Even in this day and age, people still think of leaders as men, Alice Eagly, a social psychology professor at Northwestern University, told Forbes. "Leaders are thought to be people who are dominant and competitive and take charge and are confident," she said. "Those kinds of qualities are ascribed to men far more than women. Women are ascribed to be nice. We are, above all, nice."
This sets up a nearly impossible dilemma for female bosses. Should you be the "nice" woman that people expect, or do you dare display some of the assertive qualities that good leaders have? There is no easy answer.

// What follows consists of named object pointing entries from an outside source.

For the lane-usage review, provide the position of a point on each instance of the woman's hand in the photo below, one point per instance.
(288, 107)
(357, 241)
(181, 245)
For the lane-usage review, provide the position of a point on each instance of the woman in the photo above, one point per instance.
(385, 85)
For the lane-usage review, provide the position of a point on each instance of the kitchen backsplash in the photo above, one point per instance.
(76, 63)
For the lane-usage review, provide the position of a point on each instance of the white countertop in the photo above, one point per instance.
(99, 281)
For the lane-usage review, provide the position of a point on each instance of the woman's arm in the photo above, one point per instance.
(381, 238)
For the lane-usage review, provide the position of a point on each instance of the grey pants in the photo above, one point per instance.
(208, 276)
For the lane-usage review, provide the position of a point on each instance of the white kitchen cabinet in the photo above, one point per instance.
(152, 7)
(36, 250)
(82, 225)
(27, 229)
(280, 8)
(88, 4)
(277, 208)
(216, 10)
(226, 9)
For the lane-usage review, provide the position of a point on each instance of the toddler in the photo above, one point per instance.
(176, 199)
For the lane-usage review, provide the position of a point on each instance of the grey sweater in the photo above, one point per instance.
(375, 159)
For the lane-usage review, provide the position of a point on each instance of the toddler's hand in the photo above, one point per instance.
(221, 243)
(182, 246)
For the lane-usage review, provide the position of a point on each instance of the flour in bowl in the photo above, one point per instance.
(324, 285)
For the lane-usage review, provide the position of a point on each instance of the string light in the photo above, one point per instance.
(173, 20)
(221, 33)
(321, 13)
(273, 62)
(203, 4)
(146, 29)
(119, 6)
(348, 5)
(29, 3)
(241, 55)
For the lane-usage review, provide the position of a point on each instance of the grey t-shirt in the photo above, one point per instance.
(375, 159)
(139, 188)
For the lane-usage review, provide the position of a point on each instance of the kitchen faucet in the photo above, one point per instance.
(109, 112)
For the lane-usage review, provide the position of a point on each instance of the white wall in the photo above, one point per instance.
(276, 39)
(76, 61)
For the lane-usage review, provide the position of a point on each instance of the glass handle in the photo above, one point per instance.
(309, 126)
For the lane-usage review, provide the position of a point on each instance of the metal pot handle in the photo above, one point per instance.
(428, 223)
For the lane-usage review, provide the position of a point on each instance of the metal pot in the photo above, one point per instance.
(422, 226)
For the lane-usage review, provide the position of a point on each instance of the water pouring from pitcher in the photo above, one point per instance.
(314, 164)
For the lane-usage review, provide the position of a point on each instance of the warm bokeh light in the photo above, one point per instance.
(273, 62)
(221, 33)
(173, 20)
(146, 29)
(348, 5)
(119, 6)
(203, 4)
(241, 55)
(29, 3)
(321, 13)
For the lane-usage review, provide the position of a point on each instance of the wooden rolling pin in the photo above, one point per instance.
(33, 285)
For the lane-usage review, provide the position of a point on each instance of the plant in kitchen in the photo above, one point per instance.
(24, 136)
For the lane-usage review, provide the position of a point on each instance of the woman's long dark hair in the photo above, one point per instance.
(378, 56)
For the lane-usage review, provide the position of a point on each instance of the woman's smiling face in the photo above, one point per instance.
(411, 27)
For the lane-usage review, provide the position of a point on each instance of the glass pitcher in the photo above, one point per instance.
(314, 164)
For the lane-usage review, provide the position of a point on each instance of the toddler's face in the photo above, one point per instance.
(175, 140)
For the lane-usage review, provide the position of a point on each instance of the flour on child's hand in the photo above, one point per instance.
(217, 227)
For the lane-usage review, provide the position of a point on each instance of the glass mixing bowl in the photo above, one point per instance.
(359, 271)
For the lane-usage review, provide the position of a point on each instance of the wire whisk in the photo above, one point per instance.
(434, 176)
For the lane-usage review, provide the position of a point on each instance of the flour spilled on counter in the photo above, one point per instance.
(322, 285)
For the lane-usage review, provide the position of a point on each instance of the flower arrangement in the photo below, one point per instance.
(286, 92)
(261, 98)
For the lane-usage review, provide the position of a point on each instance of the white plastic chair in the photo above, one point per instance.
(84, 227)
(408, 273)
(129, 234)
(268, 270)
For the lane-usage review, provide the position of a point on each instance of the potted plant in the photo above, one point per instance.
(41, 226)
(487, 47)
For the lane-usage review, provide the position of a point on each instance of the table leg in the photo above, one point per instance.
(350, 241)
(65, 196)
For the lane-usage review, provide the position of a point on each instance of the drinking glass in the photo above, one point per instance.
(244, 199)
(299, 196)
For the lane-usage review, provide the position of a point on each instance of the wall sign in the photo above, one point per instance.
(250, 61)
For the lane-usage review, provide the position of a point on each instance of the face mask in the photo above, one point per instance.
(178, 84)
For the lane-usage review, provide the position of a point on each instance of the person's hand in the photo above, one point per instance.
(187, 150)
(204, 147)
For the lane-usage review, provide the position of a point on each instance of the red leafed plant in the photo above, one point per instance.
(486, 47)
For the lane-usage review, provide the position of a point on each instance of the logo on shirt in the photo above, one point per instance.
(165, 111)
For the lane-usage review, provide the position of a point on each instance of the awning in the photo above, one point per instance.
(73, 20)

There are so few women at the top that many of the people who say in surveys that they prefer male bosses have never had a female one to start with. Only 4.8 percent of all Fortune 500 CEOs are women, according to Catalyst, an advocacy group for women in business.
The pressure on those leaders is intense, judging by the growing criticism for Marissa Mayer of Yahoo (YHOO), or the attacks that came when Facebook (FB) chief operating officer Cheryl Sandberg released her "Lean In" book about women and careers. When Jill Abramson was fired as the executive editor of The New York Times, speculation mounted was that she was too "pushy," The New Yorker reports.
Women who do climb to the top are pilloried from all sides, and that doesn't look to be changing anytime soon. "Everyone applauds when they shatter that glass ceiling," writes Elizabeth Spiers on The Verge. "Then they pick up the shards, and start cutting away."